Jalan-Jalan, DKI Jakarta

One Full Day Happy Moments at Jakarta Biennale 2021

bismillahirrahmanirrahim, 

Menjelang akhir tahun 2021, perlahan-lahan aku merasa kondisi sepertinya mulai membaik, seems like normal. Aku pun mulai memberanikan diri untuk pergi main menjadi turis di ibukota lagi. Sumpah, ini tuh rasanya ngangenin banget. Bergelantungan di Trans Jakarta, jalan kaki di trotoar Jakarta, hahahihi bersama teman sambil bikin konten bareng. Ahhhhhhhh rasanya aku ingin berteriak kencang saking bahagianya. Bersyukur banget bisa kembali merasakan ini lagi. Alhamdulillah ya Allah.

Salah satu yang akhirnya aku kunjungi jelang akhir tahun 2021 adalah Jakarta Biennale 2021. Ini merupakan pameran seni rupa yang biasanya diadakan dua tahun sekali. Sejak kapan aku jadi doyan seni rupa? Hei, ini semua karena Tiktok. Efek pandemi, rajin melototin Tiktok, lihat konten-koten berkunjung ke pameran kok asik. Tapi rata-rata yang aku lihat itu di Jogja, makanya pas tahu di Jakarta lagi  ada event serupa ya langsung gasin aja. Cari waktu yang pas buat pergi main sama Amanda plus satu anak sekolah yang lagi libur di rumah.

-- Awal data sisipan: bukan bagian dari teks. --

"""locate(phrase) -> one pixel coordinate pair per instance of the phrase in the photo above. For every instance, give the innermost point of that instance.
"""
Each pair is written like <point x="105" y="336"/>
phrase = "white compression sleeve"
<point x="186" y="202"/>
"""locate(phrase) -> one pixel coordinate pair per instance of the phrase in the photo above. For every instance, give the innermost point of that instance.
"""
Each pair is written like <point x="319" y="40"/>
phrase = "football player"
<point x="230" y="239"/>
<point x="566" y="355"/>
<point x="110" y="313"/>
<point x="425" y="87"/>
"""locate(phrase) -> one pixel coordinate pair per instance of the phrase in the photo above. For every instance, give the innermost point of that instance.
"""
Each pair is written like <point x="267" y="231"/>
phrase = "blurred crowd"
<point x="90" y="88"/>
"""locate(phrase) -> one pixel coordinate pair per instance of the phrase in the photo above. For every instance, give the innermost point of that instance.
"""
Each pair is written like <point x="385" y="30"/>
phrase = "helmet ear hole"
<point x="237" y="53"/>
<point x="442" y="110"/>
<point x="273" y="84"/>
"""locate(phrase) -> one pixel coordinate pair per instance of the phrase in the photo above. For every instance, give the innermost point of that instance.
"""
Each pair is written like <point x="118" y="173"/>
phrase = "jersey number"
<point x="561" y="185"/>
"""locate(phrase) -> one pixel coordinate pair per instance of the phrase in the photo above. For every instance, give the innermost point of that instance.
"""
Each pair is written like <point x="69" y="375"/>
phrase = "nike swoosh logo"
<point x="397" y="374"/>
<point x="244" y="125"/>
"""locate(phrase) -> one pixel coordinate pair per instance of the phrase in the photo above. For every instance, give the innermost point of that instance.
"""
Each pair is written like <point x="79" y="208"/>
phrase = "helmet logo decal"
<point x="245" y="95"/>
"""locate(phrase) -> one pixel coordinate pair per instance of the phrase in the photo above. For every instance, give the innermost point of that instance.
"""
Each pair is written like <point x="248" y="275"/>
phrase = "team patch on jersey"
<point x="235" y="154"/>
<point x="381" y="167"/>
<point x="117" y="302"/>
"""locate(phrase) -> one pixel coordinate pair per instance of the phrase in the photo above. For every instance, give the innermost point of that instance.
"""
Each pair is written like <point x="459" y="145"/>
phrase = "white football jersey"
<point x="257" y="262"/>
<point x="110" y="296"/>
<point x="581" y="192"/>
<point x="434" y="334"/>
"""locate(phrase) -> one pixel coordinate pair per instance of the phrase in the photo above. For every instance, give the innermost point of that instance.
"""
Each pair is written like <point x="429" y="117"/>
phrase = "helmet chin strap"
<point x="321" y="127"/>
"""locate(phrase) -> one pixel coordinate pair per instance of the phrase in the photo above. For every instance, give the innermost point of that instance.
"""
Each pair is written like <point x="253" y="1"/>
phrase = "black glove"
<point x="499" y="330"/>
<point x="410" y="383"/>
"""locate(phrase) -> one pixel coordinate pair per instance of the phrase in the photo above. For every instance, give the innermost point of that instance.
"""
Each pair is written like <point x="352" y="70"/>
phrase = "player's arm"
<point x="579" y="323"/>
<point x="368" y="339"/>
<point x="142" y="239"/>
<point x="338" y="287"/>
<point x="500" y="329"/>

ESOK: Jakarta Biennale 2021

Setiap event Jakarta Biennale selalu memiliki tema yang berbeda. Di tahun 2021 kemarin (eh masih berlangsung sih sampai awal tahun ini), Jakarta Biennale 2021 mengusung tema ESOK. Tema ini untuk membahas berbagai masalah kehidupan di dunia saat ini, seperti hak asasi manusia, lingkungan, keragaman, kesetaraan gender, polarisasi politik hingga gangguan digital dan dituang dalam bentuk seni rupa kontemporer.

Jakarta Biennale 2021 kali ini diselenggarakan di Museum Nasional, Museum Kebangkitan Nasional (STOVIA), Taman Menteng, dan di beberapa titik jalanan Cikini. Sebenarnya aku ingin mendatangi keseluruhan venue Jakarta Biennale 2021. Tapi karena keterbatasan waktu, dalam satu hari aku hanya sempat mengunjungi Museum Kebangkitan Nasional, Museum Nasional, serta Cikini.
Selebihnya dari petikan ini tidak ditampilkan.